Fire-smart guidelines for choosing plants
Healthy plants are more fire resistant than plants struggling to survive. Thoughtful and more informed plant selection and siting can reduce the threat of wildfire, cut maintenance costs, and help solve the growing problem of excess fuel loads not only on your property, but in your neighborhood and the broader community.
Choose those that:
• store water in leaves and stems
• do not produce excessive dead, dry, or fine debris
• maintain high moisture content with limited watering
• have low levels of volatile oils or resins
• require little maintenance
• contribute to the ecological health of the surrounding area
• See succulents and other low water plants
Choose trees that are:
• low in resin and sap content. Spend time researching the type of tree you would like using this tree searching tool, then consult with your nursery to verify its resin and sap content.
• adapted to fire such as thick bark. These trees have a higher tolerance for fire and help restrict the growth of more volatile invasive and shrub species
• spaced so that at maturity their crowns are ten feet apart or more.
• plants that shed minimal amounts of needles, leaves, fronds, dry bark and other debris
• Avoid planting trees in rows or hedges that provide an uninterrupted path for fire.
• Avoid trees that have a tendency to build up dead thatch inside or under a green surface layer.
• Avoid planting in rows or hedges, these can provide an uninterrupted path for fire.
• Aim for discrete “islands” of plants that are less likely to spread a fire. Ideally, island width should be no more than two times the height of shrubs and at least that distance apart.
• Avoid massing shrubs at the bases of trees or adjacent to structures, especially under eaves, overhangs, windows, or decks.
Leave space between groups of plantings ("islands") to increase the surface area of fuel breaks and to assure all areas of the garden are accessible for maintenance.
Allow vertical and horizontal space between shrubs and trees, especially on slopes.
Space trees so that at maturity their crowns are 10 – 15 feet apart or more
Strategies for homes on hillsides
Fire tends to travel fastest uphill by preheating dried vegetation from below and making it easier to ignite. The steeper the slope, the faster a fire will spread. Narrow canyons and saddles act as chimneys that trap heat, channel wind, and create erratic fire behavior. Ridges are also fire-prone. Heavily vegetated slopes are particularly hazardous. If you live on a slope in a canyon or on a ridge, consider the following:
If there is horizontal space between the slope and your home, consider constructing a stone or concrete wall between your house and the most likely path of approaching fire to help deflect flames, heat, and burning embers away from the house. This is also a good place to install a lawn, pool, or patio of non-flammable materials such as concrete, brick, or stone.

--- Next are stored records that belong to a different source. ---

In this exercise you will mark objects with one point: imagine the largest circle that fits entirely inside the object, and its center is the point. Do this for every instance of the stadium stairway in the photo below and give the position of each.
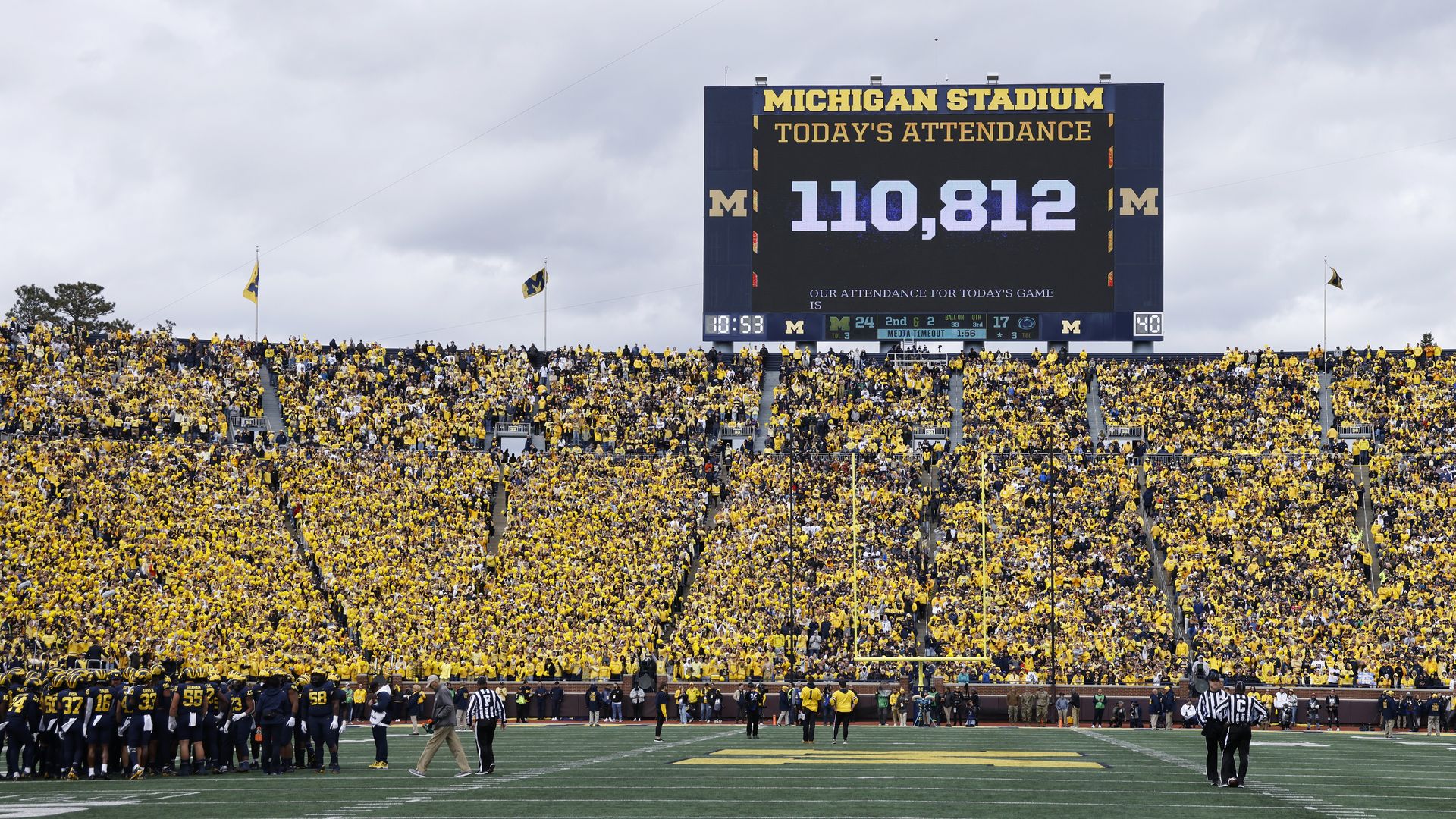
(306, 554)
(500, 503)
(1363, 515)
(1327, 413)
(1097, 425)
(1155, 560)
(273, 409)
(957, 406)
(691, 576)
(772, 371)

Vegetation on slopes should be low in both height and volume, but it should not be completely eliminated because bare slopes may be subject to erosion and instability. Remove dead trees and shrubs, leaving the roots in place, if practical.

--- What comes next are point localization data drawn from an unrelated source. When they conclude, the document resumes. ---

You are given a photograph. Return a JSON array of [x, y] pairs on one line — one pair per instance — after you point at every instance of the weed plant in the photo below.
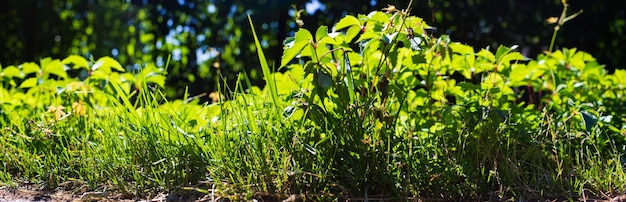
[[372, 108]]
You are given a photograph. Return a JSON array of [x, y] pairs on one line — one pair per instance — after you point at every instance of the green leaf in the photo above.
[[78, 61], [322, 32], [303, 35], [388, 38], [157, 79], [12, 71], [105, 64], [461, 49], [55, 67], [30, 67], [347, 22], [29, 83], [296, 47], [352, 32], [589, 120], [503, 50]]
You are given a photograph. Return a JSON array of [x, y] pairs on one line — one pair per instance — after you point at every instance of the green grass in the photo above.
[[312, 134]]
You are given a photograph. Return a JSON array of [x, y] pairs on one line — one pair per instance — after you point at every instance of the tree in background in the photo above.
[[209, 40]]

On slopes, plant widely-spaced, deep-rooted shrubs to help control erosion. Intersperse these plants with mulch or low-growing groundcovers.

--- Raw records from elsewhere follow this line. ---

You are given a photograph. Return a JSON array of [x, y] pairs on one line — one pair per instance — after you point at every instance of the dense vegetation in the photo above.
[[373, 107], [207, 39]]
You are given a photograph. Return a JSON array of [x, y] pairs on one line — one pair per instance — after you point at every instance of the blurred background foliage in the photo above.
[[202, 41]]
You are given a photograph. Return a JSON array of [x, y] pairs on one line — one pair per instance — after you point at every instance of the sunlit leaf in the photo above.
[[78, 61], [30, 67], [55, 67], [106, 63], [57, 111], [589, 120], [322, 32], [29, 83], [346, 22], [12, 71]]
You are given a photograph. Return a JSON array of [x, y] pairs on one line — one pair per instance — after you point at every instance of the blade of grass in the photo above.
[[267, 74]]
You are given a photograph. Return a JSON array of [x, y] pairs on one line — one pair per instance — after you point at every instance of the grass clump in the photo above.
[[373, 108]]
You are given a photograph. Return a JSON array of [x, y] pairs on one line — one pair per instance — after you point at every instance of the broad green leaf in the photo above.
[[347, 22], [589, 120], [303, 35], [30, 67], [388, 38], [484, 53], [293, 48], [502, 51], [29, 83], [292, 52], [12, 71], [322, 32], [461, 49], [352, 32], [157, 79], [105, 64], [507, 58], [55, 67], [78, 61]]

Use retaining walls to reduce the steepness of slopes below the house. This may slow the spread of fire and also help to prevent erosion and slope instability.
Guidelines for built structures
Many landscapes contain built structures that add to a garden’s comfort and practicality. Assess all built structures as you would other combustible materials. Anything made of wood is at risk of exacerbating a fire unless precautions are taken. Risky structures include wood trellises, gazebos, and sheds.
Use fire-resistant construction materials and methods for these structures. Trellises, for example, can be made of steel, and roofs of gazebos and sheds should meet roofing standards for homes.